Stability and storage of vegetable oils
Stability of oils
The stability of an oil depends on its composition and storage conditions.
Since oils contain practically no water, there is normally no risk of microbial spoilage during storage. Oxygen can attack the oil and cause it to oxidize. The process runs from a slight increase in primary and secondary oxidation products, through a rancidity which can also be perceived by the senses, to polymerization and resinification or complete drying of the oil. It is very complex and not reversible.
Oxidation can be accelerated by light, heat and chemical catalysts (e.g. heavy metals), and slowed down by the addition of stabilizers (natural antioxidants such as tocopherols or synthetic antioxidants such as BHA). Since oxidation normally starts at the double bonds of the fatty acid molecules, polyunsaturated oils become rancid much faster than saturated fats.
Storage of oils
During storage, the following points contribute to a longer durability:
- Protection against oxygen: Closed containers, as full as possible. Use nitrogen or other inert gases. Avoid decanting or other contact with air. Packaging materials such as metal or dark glass or plastics with oxygen barrier can extend durability
- Protection from light: opaque packaging, storage not in the sun or under direct light
- Protection from heat: The lower the temperature, the slower the chemical processes. In cold storage, the oil becomes more or less cloudy or even completely solid, depending on its triglyceride composition. This process is reversible, but the whole package must be heated (if necessary also above room temperature) and homogenized to avoid separation (fractionation) in high and low melting components
- Protection from catalysts: stabilizers with chelating agents such as citric acid can bind heavy metals
When assigning a best-before or retest date, the composition of the oil and the packaging must be taken into account. The extension of the retest date is possible, for this purpose a sensory evaluation is recommended as well as the analysis of the peroxide value, by which primary oxidation products (hydroperoxides) are detected.
Esterification
Esterification alters the properties of fats and oils by redistributing fatty acids on the glycerol framework. During the esterification process, fats and oils are broken down briefly into their component parts, before being re-arranged and re-assembled to produce custom fats/oils for specific purposes.

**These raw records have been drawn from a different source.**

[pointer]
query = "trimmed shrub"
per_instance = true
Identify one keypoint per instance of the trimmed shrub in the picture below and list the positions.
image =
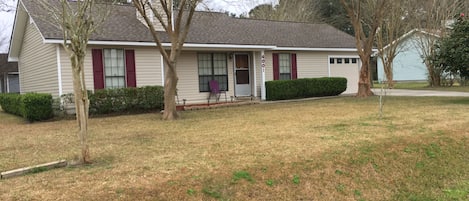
(305, 88)
(107, 101)
(31, 106)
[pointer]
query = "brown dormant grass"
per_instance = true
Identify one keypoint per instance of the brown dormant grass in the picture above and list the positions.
(330, 149)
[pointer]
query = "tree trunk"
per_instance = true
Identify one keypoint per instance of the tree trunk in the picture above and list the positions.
(364, 85)
(433, 76)
(81, 106)
(171, 80)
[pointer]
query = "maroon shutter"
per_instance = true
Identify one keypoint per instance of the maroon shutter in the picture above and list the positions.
(130, 68)
(98, 68)
(276, 66)
(294, 74)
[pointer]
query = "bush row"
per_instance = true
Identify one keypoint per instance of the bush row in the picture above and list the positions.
(108, 101)
(31, 106)
(305, 88)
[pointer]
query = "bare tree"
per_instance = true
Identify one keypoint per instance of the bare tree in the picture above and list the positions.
(395, 24)
(7, 5)
(432, 18)
(176, 25)
(366, 16)
(77, 21)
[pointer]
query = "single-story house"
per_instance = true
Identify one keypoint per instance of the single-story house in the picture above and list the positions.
(241, 54)
(9, 78)
(409, 64)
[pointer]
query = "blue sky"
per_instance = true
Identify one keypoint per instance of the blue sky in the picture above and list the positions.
(232, 6)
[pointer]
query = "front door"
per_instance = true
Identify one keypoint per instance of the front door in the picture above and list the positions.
(242, 78)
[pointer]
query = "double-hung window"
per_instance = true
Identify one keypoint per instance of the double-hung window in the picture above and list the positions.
(212, 66)
(114, 68)
(284, 66)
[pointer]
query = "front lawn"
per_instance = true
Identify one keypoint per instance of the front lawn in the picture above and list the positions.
(329, 149)
(424, 86)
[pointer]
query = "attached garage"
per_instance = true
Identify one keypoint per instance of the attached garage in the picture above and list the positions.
(348, 67)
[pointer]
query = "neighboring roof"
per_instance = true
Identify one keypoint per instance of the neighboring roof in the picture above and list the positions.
(208, 28)
(6, 66)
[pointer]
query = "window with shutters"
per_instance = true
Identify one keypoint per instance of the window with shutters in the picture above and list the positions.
(114, 68)
(284, 66)
(212, 66)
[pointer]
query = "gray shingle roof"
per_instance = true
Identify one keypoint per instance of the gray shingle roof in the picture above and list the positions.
(208, 28)
(6, 66)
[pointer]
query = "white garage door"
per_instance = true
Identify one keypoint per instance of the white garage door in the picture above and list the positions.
(347, 67)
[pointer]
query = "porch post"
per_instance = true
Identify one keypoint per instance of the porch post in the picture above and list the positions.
(162, 70)
(263, 75)
(254, 94)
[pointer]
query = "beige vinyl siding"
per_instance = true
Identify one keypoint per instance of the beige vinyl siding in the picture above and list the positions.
(309, 64)
(147, 67)
(67, 77)
(188, 85)
(37, 64)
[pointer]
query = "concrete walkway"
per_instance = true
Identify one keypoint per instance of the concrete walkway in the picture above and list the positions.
(406, 92)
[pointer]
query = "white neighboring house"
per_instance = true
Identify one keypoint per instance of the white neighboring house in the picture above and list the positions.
(241, 54)
(9, 77)
(409, 64)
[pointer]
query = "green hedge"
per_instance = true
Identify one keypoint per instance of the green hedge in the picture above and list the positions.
(122, 100)
(305, 88)
(31, 106)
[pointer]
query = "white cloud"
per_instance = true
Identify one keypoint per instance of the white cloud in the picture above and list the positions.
(6, 25)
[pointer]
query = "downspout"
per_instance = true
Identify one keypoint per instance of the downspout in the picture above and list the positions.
(263, 76)
(162, 70)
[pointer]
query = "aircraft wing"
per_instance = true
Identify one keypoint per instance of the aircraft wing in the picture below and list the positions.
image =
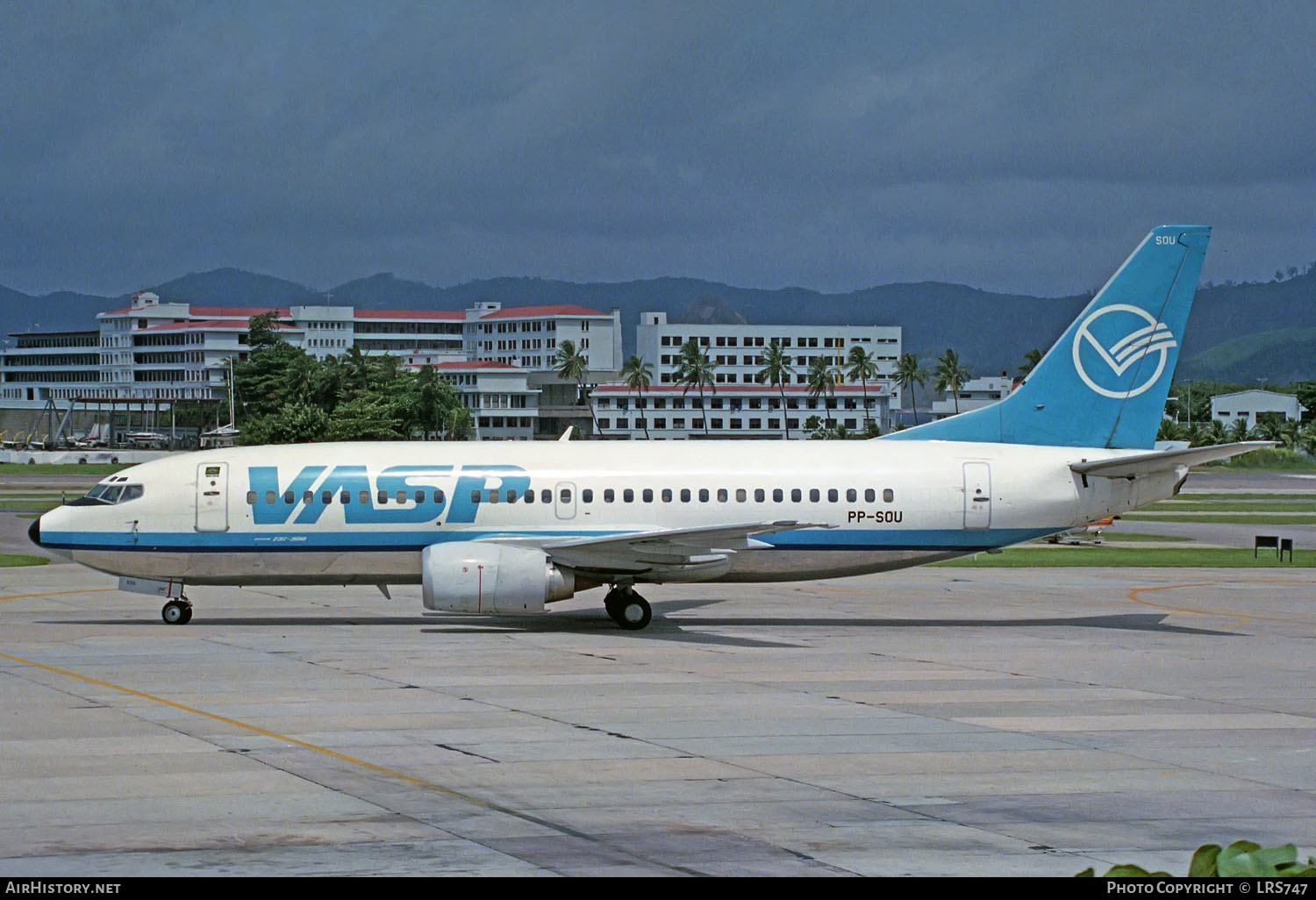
(1150, 463)
(673, 550)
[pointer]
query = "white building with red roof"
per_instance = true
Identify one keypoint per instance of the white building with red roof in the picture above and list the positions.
(155, 352)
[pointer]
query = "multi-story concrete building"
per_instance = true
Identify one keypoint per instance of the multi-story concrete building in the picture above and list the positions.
(976, 394)
(740, 403)
(153, 353)
(737, 350)
(733, 411)
(42, 366)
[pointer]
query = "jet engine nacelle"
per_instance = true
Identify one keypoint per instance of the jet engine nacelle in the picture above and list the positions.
(491, 578)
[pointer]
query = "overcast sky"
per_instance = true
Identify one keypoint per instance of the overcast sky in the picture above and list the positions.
(1011, 146)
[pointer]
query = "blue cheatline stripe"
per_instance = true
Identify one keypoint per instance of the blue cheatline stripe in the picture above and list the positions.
(819, 539)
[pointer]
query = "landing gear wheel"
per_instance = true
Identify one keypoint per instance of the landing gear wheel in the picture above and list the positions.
(632, 611)
(176, 612)
(612, 603)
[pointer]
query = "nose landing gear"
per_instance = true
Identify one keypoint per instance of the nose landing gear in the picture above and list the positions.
(176, 612)
(626, 608)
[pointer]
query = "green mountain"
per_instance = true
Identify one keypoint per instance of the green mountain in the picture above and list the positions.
(1237, 333)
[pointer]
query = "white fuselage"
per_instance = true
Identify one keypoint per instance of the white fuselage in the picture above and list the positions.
(340, 513)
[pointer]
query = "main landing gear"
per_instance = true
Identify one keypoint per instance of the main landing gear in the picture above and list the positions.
(176, 612)
(626, 608)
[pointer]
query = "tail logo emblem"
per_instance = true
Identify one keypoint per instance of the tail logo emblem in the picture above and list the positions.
(1110, 361)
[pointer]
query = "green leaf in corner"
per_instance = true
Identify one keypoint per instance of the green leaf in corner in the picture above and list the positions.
(1205, 861)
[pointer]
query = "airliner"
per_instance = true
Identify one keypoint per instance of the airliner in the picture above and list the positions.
(510, 528)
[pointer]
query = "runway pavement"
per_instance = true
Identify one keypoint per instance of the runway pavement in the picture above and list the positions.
(936, 721)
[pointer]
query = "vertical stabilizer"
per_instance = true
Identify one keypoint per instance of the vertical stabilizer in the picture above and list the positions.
(1105, 381)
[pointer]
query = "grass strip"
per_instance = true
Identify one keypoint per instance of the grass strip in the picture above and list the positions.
(1132, 558)
(1241, 518)
(62, 468)
(11, 560)
(1305, 504)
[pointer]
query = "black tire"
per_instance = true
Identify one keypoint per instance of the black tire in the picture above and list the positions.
(633, 612)
(612, 603)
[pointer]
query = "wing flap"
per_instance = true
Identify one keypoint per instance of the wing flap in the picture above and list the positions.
(1152, 463)
(666, 549)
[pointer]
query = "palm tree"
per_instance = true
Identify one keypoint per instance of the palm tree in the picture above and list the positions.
(695, 370)
(862, 368)
(952, 374)
(821, 379)
(1031, 361)
(571, 365)
(908, 373)
(776, 370)
(637, 374)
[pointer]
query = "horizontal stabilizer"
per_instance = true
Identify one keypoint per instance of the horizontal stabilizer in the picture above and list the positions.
(1150, 463)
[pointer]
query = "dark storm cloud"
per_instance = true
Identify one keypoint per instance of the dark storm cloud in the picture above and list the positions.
(831, 145)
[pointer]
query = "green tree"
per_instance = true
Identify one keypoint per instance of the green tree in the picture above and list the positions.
(862, 368)
(695, 370)
(297, 423)
(366, 418)
(273, 376)
(1031, 361)
(821, 381)
(910, 373)
(952, 374)
(261, 331)
(778, 373)
(637, 374)
(571, 365)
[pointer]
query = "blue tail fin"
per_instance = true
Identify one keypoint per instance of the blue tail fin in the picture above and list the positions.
(1105, 382)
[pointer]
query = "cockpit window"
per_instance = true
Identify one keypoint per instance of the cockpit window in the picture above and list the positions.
(105, 495)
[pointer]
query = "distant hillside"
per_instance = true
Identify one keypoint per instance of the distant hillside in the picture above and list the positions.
(233, 287)
(1237, 332)
(1281, 357)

Examples of this include special baking fats derived from palm seed oil and coconut oil. Esterification reactions are very slow. That is why strongly ionic catalysts, such as sodium, sodium hydroxide and sodium alcoholate, are added. Because of the large numbers of different fatty acids present in natural fats and oils, there are countless possible combinations, which is why fats and oils are used that feature certain glyceride classes in particular (e.g., oils with C8-C14 chain lengths ).